The Bangor Daily News
Tuesday, March 24, 1998


Forestry bills spur activists' pressure

By Frank Fisher, The Associated Press -- AUGUSTA - A coalition of environmental groups used a boisterous press conference at the Capitol on Monday to ensure legislators knew how they felt about rival forestry bills coming up for a vote.

 

The question of how to manage millions of acres of Maine woods landed in the Legislature after voters in a referendum last November defeated the Compact for Maine's Forests, a set of reforms backed by Gov. Angus King, the paper industry, the Natural Resources Council of Maine and the Maine Audubon Society.

 

Lawmakers have been caught between two contending forces: those who believe more needs to be done to protect the Maine woods, and those who want less government regulation. Hanging over the heads of policy-makers is the threat that no matter what law they come up with, it may trigger a people's veto or referendum.

 

Anti-clear-cutting activist Jonathan Carter urged the Legislature to pass a bill that won only minority support in the Agriculture, Conservation and Forestry Committee last week.

 

The bill would reduce the maximum size of clear-cuts and limit the total amount of acreage Maine's 15 largest landowners could clear in a given year. Permits would be required for clear-cutting, and it would have to be proved that such cuts are necessary and will cause no ecological damage.

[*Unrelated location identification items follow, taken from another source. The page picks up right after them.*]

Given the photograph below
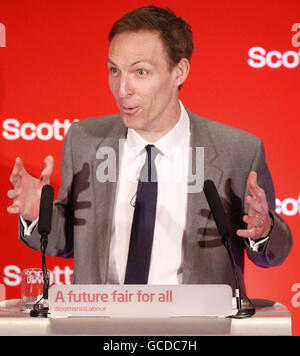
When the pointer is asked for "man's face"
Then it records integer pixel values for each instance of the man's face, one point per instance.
(142, 82)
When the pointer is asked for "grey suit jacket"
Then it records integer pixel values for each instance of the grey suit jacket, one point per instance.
(82, 215)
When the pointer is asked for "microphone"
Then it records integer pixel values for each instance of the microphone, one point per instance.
(46, 207)
(44, 229)
(225, 230)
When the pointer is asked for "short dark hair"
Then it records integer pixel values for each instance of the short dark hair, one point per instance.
(174, 31)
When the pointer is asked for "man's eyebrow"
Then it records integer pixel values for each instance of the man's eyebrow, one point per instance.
(132, 64)
(111, 62)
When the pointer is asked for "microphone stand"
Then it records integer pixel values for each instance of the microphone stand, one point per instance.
(242, 312)
(39, 310)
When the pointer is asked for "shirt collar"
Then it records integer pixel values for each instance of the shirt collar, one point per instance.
(167, 144)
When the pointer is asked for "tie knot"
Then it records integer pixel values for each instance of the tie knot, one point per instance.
(148, 172)
(152, 152)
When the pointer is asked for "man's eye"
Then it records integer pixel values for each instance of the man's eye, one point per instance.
(114, 70)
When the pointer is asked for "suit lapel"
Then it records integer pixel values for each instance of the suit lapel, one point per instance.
(198, 212)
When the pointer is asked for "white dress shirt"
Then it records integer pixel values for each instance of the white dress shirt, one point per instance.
(172, 169)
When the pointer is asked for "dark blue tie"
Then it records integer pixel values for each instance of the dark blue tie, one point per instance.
(142, 230)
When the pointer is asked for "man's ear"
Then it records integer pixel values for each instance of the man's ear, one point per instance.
(181, 71)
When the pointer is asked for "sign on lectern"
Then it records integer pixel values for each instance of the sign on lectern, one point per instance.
(140, 300)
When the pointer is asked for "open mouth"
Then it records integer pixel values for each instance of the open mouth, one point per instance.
(129, 110)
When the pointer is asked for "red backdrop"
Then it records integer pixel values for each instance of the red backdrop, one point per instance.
(245, 73)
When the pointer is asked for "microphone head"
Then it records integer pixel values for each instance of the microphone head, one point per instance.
(217, 209)
(46, 207)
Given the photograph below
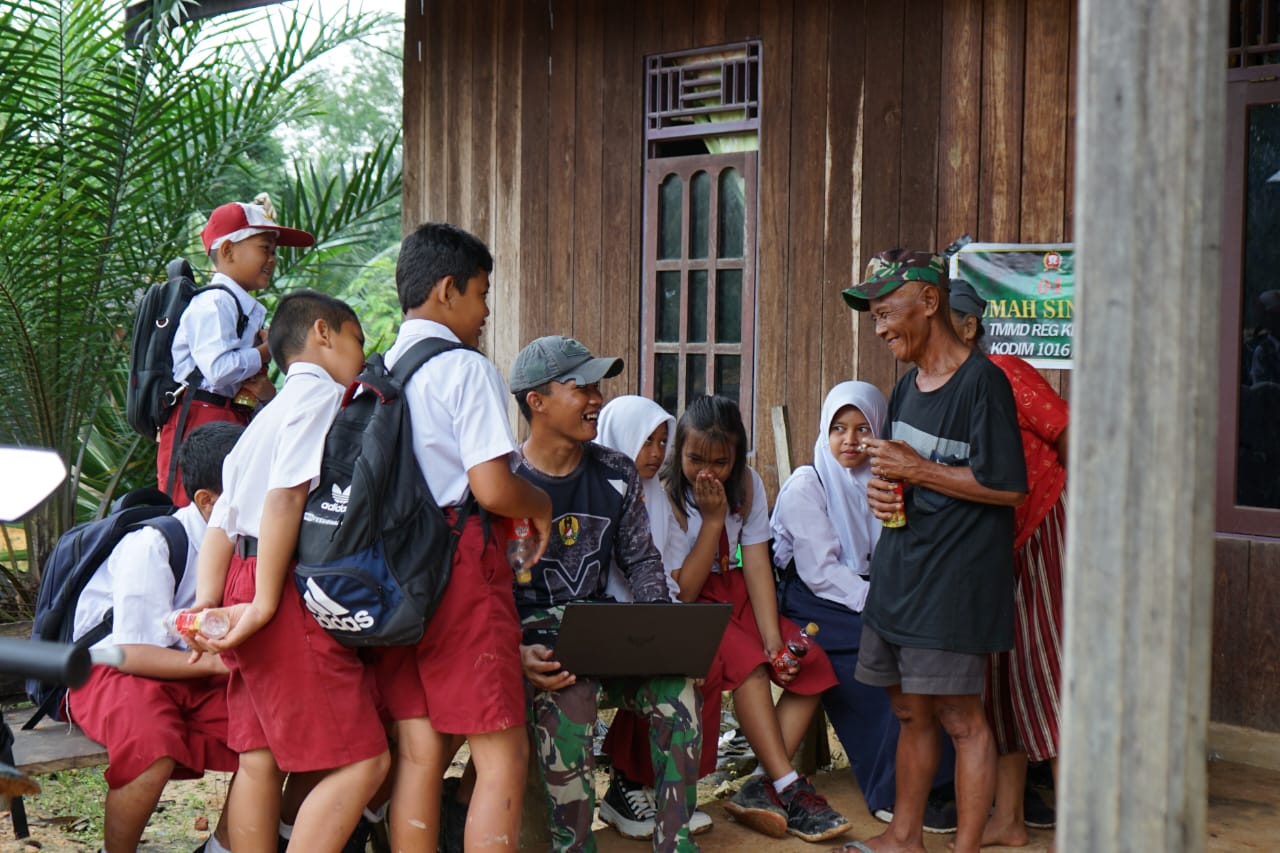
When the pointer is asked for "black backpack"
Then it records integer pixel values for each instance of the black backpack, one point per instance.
(374, 548)
(152, 392)
(73, 561)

A mandatory audit also would help ensure landowners grow more trees than they cut, supporters say.

 

"We've been through two statewide initiatives, initiatives which were meant to make the wind blow like hell so that the legislators who are weather vanes would point in the right direction," Carter said as about three dozen sign-waving supporters cheered and applauded.

 

"Unfortunately, the Agriculture, Conservation and Forestry Committee weather vane seems to be rusted in place," he said.

 

Most of the committee has recommended the Legislature pass an opposing bill that would require landowners to leave more uncut trees around a clear-cut and submit a management plan for clear-cuts larger than 35 acres. But the main thrust of the bill is to order the Forest Service to do an annual census of the woods, conduct more frequent studies and set benchmarks for logging companies to meet.

 

King and the paper industry support the plan.

 

"I think what they did is good work considering the contending forces and where we were coming out of last fall's vote," said King, who has often complained about a lack of reliable forest data.

 

Jeff Toorish, president of the Maine Pulp and Paper Association, said his organization was not "terribly thrilled" with some parts of the bill, but it was "meaningful legislation" the group could support.

 

Carter and environmental groups, including the Natural Resources Council of Maine, the Sierra Club and the Maine Audubon Society, say the majority bill does nothing to restrict clear-cutting.

 

Private property activists like Mary Adams of Garland say Maine already has some of the strictest forest laws in the nation. She angrily condemns what she calls a radical environmental agenda trying to foist extreme clear-cutting bans, despite losing at the polls.

 

"We are right on the edge, the cutting edge, too far out on the edge, in regulations," Adams said. "It's hurting our business climate, it's hurting our attractiveness for doing commerce, and these people want to give us more of what we have too much of."

 

Rep. George Bunker, the forest committee's co-chairman, said the majority report would help the state get more accurate information and therefore make better policy.

 

"I guess if Mary Adams and Jonathan Carter are both mad at me, then the committee must have done an excellent job," the Kossuth Township Democrat said.

 

Voters in November rejected the compact 53 percent to 47 percent, marking the end of a two-year referendum battle that was the most expensive in Maine's history.

 

Under provisions of the failed proposal, the maximum size of clear-cuts would be reduced from 250 acres to 75 acres. Owners of more than 100,000 acres could not clear-cut more than 1 percent of their property annually.

 

Despite the compact's defeat, large landowners said they would still voluntarily limit their clear-cuts.